Il giorno dopo, il 21 settembre, la notizia dell’arresto di mia madre era sulla prima pagina del Giornale di Sicilia,
e su quella dell’edizione di Palermo di Repubblica. Leggere quegli articoli, che proponevano la ricostruzione di quelle fasi fornita evidentemente da uno dei finanzieri che venne a casa, fu come passare un foglio di carta vetrata sulle ferite ancora sanguinanti aperte il giorno prima.

Quanto dura un’ora? Quanto un minuto? Non lo so. So però quanto dura un secolo: un secolo dura 8 giorni, gli stessi che mia madre trascorse dietro le sbarre del carcere. Intanto, dentro di me, la battaglia continuava: da un lato c’erano le cinque ore d’attesa al Pagliarelli per poter vedere mia madre; c’era il suono delle chiavi dei secondini, lunghe 30 centimetri, che una volta inserite nelle serrature diventano maniglie di pesanti porte marroni di ferro. Il loro suono penetra fin dentro le ossa, e non va più via. Dall’altro lato c’erano i telegrammi di mia madre, inviati dal carcere, che da dietro le sbarre ci rincuorava, urlando con forza la sua innocenza. Appena 24 ore dopo il nostro incontro al Pagliarelli, mia madre fu rilasciata e potè tornare a casa.

Ci raccontò di un fornellino elettrico guasto che in cella usava per cucinare, e che si spegneva ogni mezzo minuto. Ci raccontò dello spaccio interno al carcere dove era possibile acquistare sigarette o quelle altre poche cose che possono servire in una cella.
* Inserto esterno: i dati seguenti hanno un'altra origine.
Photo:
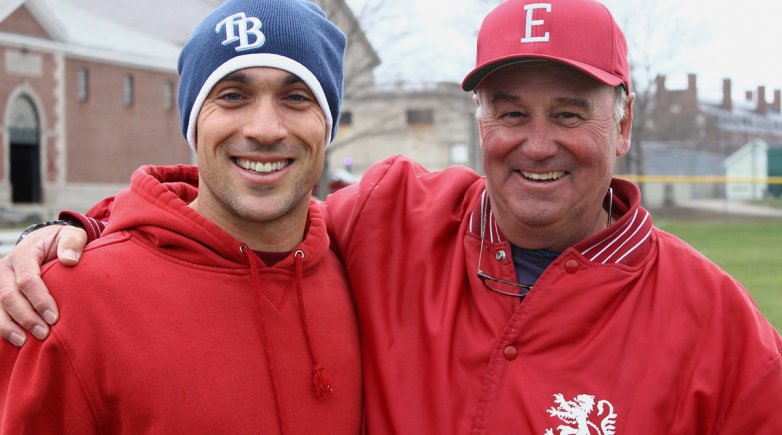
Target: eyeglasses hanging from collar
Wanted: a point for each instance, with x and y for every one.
(495, 284)
(502, 286)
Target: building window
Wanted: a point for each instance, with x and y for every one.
(420, 117)
(83, 85)
(346, 118)
(128, 90)
(168, 94)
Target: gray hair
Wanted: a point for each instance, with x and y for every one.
(620, 103)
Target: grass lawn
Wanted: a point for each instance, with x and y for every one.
(749, 250)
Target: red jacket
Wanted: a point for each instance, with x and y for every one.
(169, 325)
(628, 332)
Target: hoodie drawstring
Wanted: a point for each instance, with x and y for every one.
(266, 341)
(321, 381)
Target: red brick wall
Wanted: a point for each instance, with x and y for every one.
(107, 140)
(43, 95)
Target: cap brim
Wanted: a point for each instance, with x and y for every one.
(477, 75)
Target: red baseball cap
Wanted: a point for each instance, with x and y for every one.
(579, 33)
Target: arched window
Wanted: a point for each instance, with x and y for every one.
(25, 151)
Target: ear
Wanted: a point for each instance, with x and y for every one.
(625, 127)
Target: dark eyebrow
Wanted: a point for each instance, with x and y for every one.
(292, 79)
(576, 101)
(502, 96)
(242, 78)
(236, 76)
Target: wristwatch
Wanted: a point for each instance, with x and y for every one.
(34, 227)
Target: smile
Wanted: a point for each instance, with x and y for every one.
(261, 167)
(543, 176)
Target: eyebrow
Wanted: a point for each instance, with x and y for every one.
(243, 78)
(505, 96)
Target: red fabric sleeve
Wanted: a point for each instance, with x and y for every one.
(40, 391)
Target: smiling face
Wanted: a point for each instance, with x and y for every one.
(550, 142)
(260, 138)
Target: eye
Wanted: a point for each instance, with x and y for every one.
(513, 117)
(568, 119)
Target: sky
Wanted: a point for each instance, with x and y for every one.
(434, 40)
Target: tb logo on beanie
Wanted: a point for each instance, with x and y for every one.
(242, 24)
(297, 37)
Ci parlò degli sguardi e dei volti di pietra delle guardie carcerarie, e della dolcezza di una psichiatra che si occupava del supporto psicologico alle detenute.
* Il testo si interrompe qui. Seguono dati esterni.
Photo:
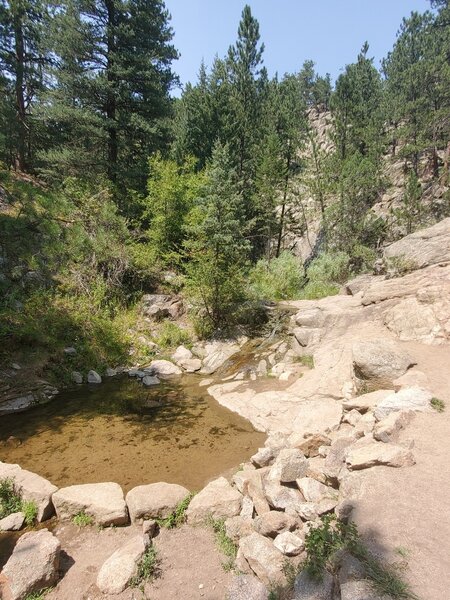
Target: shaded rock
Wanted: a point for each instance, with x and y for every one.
(154, 501)
(415, 399)
(380, 359)
(94, 377)
(388, 428)
(274, 522)
(264, 457)
(104, 502)
(150, 380)
(77, 377)
(247, 587)
(218, 500)
(238, 527)
(289, 543)
(33, 565)
(376, 453)
(263, 558)
(309, 445)
(13, 522)
(118, 570)
(289, 465)
(31, 487)
(164, 369)
(306, 588)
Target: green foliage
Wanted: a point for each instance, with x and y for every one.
(11, 502)
(224, 543)
(82, 519)
(278, 279)
(147, 568)
(171, 335)
(437, 404)
(178, 516)
(10, 498)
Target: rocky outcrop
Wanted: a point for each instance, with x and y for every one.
(154, 501)
(31, 487)
(32, 567)
(118, 570)
(218, 500)
(104, 502)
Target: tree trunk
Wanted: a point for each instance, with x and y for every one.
(111, 107)
(19, 89)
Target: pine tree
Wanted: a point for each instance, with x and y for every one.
(217, 248)
(21, 63)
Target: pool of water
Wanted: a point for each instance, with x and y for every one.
(120, 431)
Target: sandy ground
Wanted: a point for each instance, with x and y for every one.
(407, 511)
(190, 567)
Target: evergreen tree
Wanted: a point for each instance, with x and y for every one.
(217, 248)
(21, 64)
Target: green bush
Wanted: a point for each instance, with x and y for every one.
(171, 335)
(279, 279)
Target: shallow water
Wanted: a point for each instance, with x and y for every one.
(111, 432)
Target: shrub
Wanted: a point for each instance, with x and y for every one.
(171, 335)
(279, 279)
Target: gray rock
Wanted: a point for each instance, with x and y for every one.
(247, 587)
(117, 571)
(289, 465)
(33, 565)
(104, 502)
(13, 522)
(306, 588)
(380, 359)
(274, 522)
(413, 398)
(217, 500)
(77, 377)
(94, 377)
(155, 500)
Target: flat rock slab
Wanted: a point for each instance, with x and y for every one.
(32, 487)
(118, 570)
(104, 502)
(154, 501)
(378, 453)
(413, 398)
(33, 565)
(218, 500)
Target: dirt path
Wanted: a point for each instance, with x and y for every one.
(407, 511)
(190, 565)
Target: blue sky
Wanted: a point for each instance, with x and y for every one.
(330, 32)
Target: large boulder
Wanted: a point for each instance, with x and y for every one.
(381, 360)
(274, 522)
(118, 570)
(425, 247)
(33, 565)
(218, 500)
(247, 587)
(164, 369)
(154, 501)
(263, 558)
(290, 464)
(414, 398)
(31, 487)
(307, 588)
(104, 502)
(377, 453)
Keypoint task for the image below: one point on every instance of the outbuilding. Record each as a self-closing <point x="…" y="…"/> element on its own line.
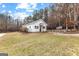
<point x="36" y="26"/>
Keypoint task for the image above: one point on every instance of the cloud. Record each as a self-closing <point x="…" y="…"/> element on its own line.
<point x="3" y="11"/>
<point x="20" y="15"/>
<point x="3" y="6"/>
<point x="9" y="11"/>
<point x="29" y="7"/>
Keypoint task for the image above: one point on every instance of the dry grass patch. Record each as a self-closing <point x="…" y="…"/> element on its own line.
<point x="17" y="43"/>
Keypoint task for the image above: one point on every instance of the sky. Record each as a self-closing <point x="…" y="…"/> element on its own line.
<point x="21" y="10"/>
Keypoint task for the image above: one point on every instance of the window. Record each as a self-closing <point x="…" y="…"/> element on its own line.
<point x="36" y="27"/>
<point x="43" y="27"/>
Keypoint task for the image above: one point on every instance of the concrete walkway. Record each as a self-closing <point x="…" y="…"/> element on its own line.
<point x="2" y="34"/>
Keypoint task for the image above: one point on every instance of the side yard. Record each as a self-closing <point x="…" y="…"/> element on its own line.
<point x="17" y="43"/>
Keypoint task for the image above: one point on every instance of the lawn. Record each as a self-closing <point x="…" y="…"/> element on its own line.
<point x="39" y="44"/>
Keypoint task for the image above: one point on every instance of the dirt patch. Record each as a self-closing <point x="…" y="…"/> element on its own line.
<point x="2" y="34"/>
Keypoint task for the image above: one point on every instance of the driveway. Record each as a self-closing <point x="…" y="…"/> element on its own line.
<point x="2" y="34"/>
<point x="62" y="34"/>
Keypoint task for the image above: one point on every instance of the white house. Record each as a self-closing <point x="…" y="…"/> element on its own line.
<point x="36" y="26"/>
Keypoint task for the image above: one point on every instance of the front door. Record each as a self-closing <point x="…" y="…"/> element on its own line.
<point x="40" y="29"/>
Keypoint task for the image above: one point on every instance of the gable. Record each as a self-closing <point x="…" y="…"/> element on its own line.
<point x="38" y="21"/>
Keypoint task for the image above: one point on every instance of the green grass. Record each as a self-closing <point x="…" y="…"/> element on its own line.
<point x="39" y="44"/>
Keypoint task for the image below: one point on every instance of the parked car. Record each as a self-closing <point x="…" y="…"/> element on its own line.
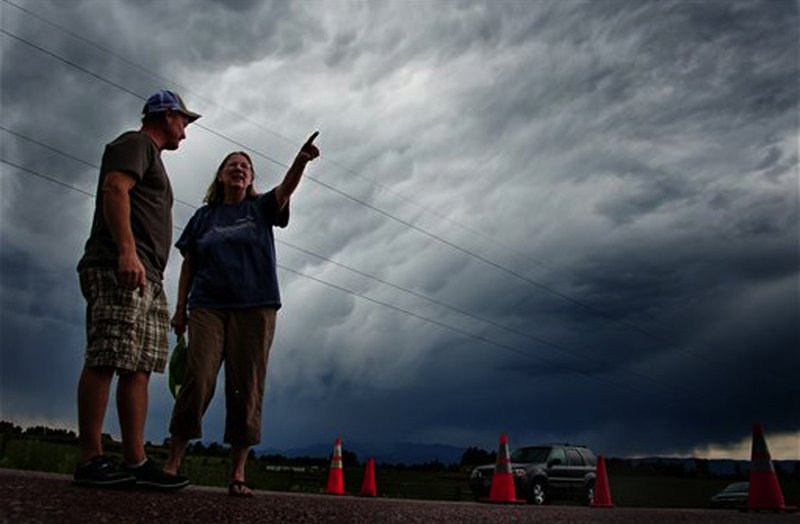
<point x="544" y="472"/>
<point x="733" y="496"/>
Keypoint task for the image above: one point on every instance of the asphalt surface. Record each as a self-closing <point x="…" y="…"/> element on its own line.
<point x="43" y="497"/>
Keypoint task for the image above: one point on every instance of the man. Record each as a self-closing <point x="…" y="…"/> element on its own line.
<point x="121" y="275"/>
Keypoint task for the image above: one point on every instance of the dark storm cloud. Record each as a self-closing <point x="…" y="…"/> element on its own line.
<point x="631" y="166"/>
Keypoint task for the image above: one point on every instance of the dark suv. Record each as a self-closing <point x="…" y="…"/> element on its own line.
<point x="543" y="472"/>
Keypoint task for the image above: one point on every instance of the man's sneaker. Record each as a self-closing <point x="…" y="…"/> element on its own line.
<point x="150" y="476"/>
<point x="103" y="473"/>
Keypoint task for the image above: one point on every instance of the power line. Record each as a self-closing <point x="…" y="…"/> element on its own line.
<point x="387" y="305"/>
<point x="609" y="317"/>
<point x="539" y="285"/>
<point x="374" y="278"/>
<point x="258" y="125"/>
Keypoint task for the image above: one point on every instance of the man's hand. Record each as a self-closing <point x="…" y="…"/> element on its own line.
<point x="131" y="273"/>
<point x="309" y="151"/>
<point x="179" y="321"/>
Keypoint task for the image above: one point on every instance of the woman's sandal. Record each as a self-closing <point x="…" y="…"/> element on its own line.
<point x="238" y="488"/>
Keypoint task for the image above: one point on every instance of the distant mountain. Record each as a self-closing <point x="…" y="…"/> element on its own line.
<point x="410" y="453"/>
<point x="393" y="453"/>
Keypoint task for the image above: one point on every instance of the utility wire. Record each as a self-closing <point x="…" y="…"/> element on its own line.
<point x="358" y="272"/>
<point x="609" y="317"/>
<point x="255" y="151"/>
<point x="258" y="125"/>
<point x="495" y="265"/>
<point x="387" y="305"/>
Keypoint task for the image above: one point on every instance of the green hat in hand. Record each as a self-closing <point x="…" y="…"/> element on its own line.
<point x="177" y="366"/>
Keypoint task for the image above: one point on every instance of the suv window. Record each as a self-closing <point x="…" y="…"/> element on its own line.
<point x="558" y="454"/>
<point x="574" y="458"/>
<point x="588" y="456"/>
<point x="534" y="455"/>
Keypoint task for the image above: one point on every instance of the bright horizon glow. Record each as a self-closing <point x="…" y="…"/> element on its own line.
<point x="782" y="446"/>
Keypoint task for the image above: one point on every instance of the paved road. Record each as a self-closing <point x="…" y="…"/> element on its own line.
<point x="44" y="497"/>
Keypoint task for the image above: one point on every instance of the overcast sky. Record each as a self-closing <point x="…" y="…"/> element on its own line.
<point x="567" y="221"/>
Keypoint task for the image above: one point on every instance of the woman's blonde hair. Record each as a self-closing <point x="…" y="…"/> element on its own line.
<point x="215" y="194"/>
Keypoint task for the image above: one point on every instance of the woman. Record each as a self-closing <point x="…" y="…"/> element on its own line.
<point x="229" y="285"/>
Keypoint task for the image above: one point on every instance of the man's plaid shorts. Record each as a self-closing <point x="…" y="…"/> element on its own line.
<point x="124" y="330"/>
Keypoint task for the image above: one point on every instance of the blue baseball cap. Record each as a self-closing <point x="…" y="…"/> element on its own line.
<point x="164" y="100"/>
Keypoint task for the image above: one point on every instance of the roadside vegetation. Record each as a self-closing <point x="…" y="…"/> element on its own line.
<point x="633" y="484"/>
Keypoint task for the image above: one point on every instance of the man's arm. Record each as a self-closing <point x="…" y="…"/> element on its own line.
<point x="291" y="180"/>
<point x="117" y="211"/>
<point x="179" y="319"/>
Il processo iniziò pochi mesi più tardi, seguì il rito ordinario, e si concluse nel febbraio del 2008, con una sentenza di assoluzione con formula piena, che diede vita ad un altro processo che sancì un sostanzioso risarcimento per l’ingiusta detenzione, e il danno d’immagine. Come se i soldi potessero lenire i dolori, o guarire le ferite causate dagli articoli apparsi durante quei 6 anni; o gli sguardi della gente che ti riconosce per strada, o le mezze frasi smozzicate alle spalle. Si dice che “ogni cattiva notizia sia una buona notizia”, è vero. Fu infatti soltanto in virtù dell’amicizia con un bravo cronista del Giornale di Sicilia, che riuscimmo ad onorare quella sentenza d’assoluzione, che altrimenti sarebbe stata destinata a perdersi nell’angusta colonna delle “brevine”, o ancor peggio ad un misero oblio. Ogni cattiva notizia è una buona notizia, fortunatamente non per tutti.